# Features
## Internal Optional Features (Workspace Features)
`dft` incubates several optional features in it's `crates` directory. This provides us with the ability to quickly iterate on new features and test them in the main application while at the same time making it easy to export them to their own crates when they are ready.
### Parquet Functions (`--features=functions-parquet`)
Includes functions from [datafusion-function-parquet] for querying Parquet files in DataFusion in `dft`. For example:
```sql
SELECT * FROM parquet_metadata('my_parquet_file.parquet')
```
### WASM UDF Functions (`--features=udfs-wasm`)
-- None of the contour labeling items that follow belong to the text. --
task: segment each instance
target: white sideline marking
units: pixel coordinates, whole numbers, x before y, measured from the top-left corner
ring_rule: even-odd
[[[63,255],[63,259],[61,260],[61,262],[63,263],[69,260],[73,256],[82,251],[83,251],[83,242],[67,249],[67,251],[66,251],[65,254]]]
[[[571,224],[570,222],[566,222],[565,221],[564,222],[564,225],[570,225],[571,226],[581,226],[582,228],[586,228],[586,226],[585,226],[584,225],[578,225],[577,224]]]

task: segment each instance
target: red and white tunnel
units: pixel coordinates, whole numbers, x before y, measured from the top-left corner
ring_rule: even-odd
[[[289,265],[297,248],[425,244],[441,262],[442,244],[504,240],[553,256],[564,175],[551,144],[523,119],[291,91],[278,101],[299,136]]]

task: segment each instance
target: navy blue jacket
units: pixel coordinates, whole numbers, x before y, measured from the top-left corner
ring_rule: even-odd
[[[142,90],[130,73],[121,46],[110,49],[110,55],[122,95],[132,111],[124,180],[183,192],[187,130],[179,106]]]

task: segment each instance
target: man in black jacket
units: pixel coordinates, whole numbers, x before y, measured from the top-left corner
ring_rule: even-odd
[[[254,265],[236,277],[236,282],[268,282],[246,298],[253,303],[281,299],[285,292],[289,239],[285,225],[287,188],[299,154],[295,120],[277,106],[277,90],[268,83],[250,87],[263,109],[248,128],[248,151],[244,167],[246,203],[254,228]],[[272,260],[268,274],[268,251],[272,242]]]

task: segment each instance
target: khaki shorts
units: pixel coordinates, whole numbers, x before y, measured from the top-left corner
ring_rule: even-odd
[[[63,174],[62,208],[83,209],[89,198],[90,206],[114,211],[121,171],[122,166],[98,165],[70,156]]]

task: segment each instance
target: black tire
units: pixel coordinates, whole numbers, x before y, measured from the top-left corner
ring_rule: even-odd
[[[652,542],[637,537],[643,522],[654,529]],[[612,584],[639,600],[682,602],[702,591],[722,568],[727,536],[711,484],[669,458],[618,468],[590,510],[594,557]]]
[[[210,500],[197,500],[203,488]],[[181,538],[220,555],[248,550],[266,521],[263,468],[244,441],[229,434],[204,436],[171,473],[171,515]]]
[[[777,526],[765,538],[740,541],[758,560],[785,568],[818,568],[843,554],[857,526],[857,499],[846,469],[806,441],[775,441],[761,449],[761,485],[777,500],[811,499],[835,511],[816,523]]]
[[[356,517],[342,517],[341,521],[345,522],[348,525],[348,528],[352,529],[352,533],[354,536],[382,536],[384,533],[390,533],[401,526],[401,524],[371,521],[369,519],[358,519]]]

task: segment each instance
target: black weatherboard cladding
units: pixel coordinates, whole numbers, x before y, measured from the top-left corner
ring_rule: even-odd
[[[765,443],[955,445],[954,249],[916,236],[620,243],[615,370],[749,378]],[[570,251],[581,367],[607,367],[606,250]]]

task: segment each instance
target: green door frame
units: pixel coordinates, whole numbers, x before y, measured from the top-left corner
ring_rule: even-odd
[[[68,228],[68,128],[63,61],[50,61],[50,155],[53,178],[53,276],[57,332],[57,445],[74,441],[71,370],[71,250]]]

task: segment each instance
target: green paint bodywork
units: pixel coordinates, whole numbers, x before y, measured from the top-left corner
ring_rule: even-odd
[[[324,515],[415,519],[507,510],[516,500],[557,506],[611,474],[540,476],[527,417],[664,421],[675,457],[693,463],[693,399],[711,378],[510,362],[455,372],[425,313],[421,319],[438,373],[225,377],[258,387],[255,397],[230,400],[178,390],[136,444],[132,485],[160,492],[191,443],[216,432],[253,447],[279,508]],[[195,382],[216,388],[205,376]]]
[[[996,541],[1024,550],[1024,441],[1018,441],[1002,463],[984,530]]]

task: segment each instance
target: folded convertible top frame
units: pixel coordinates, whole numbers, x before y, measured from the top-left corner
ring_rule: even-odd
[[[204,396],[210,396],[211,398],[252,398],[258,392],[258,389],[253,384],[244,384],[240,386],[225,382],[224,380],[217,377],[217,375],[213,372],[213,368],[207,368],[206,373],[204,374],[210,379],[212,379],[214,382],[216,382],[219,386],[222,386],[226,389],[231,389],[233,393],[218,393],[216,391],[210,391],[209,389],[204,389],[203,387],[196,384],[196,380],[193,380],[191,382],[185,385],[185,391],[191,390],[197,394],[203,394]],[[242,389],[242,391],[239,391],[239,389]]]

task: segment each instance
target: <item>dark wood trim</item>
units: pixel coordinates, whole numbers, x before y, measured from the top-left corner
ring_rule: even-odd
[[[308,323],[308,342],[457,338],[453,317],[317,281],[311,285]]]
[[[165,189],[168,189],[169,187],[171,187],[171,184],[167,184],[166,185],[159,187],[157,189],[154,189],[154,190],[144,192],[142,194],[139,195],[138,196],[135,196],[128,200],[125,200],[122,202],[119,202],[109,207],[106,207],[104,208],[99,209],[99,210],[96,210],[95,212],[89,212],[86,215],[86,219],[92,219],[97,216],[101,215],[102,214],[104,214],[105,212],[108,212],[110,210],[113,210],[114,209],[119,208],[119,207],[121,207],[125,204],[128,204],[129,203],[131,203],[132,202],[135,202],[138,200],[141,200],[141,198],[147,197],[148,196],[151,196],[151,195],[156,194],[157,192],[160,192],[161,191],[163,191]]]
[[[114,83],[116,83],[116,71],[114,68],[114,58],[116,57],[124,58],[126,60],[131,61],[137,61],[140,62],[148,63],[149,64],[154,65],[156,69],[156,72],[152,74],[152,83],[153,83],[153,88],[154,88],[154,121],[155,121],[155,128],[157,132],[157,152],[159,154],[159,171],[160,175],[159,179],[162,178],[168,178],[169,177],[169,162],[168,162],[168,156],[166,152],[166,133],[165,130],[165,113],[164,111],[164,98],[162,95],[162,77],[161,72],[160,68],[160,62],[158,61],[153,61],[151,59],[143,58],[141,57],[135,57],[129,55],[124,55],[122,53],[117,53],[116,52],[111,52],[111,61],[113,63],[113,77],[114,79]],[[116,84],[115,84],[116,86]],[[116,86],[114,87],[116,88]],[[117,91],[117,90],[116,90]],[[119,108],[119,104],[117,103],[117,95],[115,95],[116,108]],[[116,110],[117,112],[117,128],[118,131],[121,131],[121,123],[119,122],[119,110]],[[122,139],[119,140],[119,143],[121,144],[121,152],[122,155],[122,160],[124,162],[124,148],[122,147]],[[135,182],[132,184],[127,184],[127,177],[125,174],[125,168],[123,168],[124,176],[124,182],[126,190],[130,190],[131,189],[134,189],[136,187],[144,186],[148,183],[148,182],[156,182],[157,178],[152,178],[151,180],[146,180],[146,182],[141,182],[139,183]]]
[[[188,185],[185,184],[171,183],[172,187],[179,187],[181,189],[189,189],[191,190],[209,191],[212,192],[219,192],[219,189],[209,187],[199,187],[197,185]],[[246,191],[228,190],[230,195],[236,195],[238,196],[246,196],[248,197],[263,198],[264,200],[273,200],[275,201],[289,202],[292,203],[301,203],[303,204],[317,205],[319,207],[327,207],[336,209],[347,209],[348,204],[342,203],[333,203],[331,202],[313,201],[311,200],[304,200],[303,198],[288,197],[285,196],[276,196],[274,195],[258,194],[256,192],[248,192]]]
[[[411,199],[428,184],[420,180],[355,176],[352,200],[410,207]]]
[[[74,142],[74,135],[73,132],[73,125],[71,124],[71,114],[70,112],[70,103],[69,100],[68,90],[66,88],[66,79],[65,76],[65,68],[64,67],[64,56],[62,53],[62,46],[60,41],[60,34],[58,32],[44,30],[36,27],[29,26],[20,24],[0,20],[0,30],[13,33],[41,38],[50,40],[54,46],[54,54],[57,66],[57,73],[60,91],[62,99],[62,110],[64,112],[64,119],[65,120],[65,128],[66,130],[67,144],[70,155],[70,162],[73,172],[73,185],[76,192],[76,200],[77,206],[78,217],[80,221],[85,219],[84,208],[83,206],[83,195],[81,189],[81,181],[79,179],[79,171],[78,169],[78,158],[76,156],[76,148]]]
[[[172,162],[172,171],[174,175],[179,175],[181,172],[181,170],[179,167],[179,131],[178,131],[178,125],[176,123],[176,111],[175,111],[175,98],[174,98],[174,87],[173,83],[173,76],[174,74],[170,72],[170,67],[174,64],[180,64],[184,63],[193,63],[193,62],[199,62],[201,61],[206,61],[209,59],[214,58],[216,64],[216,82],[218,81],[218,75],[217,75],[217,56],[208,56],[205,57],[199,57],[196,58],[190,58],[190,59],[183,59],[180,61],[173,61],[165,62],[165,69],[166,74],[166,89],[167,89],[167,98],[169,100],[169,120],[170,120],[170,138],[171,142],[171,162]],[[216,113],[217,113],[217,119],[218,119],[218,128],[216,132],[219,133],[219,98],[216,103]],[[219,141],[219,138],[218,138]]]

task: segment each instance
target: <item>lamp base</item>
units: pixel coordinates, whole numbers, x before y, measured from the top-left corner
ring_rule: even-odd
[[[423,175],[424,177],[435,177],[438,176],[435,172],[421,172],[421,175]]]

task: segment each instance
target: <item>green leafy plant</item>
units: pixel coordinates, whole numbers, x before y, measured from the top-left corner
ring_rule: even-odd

Adds the ability to register WASM UDFs. Currently two different input types are supported:
1. Row => WASM native types only (`Int32`, `Int64`, `Float32`, or `Float64`) and the UDF is called once per row.
2. ArrowIpc => The input `ColumnarValue`'s are serialized to Arrow's IPC format and written to the WASM module's linear memory.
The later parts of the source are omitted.